Então, mãos à obra! Em primeiro lugar, criaremos a Interface do Implementor, que se refere ao tipo de formato:
type
{ Implementor }
IFormato = interface
// métodos padrão para manipular a exportação
procedure PularLinha;
procedure ExportarCampo(const Valor: string);
procedure SalvarArquivo(const NomeArquivo: string);
end;
Em seguida, criaremos uma classe para cada tipo de formato, implementando a Interface acima. Essas classes serão nossos Concrete Implementors.
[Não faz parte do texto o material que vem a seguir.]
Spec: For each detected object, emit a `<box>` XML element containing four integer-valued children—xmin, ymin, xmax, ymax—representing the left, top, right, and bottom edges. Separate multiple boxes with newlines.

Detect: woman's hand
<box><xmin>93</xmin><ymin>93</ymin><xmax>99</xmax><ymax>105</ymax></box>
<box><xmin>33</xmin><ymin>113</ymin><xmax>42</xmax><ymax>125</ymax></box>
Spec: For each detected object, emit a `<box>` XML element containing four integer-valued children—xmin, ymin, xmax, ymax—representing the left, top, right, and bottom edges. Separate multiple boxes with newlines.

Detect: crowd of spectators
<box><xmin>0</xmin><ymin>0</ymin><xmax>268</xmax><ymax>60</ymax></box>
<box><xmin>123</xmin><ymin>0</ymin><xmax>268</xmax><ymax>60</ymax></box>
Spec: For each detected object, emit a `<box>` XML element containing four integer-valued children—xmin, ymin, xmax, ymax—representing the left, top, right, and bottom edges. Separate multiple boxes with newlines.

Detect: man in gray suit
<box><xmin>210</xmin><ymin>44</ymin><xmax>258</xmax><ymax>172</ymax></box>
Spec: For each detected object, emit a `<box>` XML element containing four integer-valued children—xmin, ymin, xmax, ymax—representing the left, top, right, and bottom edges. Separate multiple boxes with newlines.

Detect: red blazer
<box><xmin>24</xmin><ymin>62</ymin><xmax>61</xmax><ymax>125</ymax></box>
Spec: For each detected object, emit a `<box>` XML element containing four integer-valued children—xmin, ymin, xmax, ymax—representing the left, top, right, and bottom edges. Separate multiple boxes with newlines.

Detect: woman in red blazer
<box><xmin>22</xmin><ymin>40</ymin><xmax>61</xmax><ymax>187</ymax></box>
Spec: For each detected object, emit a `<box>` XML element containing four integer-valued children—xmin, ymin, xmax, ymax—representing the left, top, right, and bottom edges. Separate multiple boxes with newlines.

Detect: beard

Para XLS, trabalharemos com o objeto TExcelApplication.
type
{ Concrete Implementor }
TFormatoXLS = class(TInterfacedObject, IFormato)
private
Excel: TExcelApplication;
Linha: integer;
Coluna: integer;
public
constructor Create;
destructor Destroy; override;
// métodos da Interface
procedure PularLinha;
procedure ExportarCampo(const Valor: string);
procedure SalvarArquivo(const NomeArquivo: string);
end;
...
constructor TFormatoXLS.Create;
begin
// cria o objeto da aplicação do Excel e adiciona um novo WorkBook (planilha)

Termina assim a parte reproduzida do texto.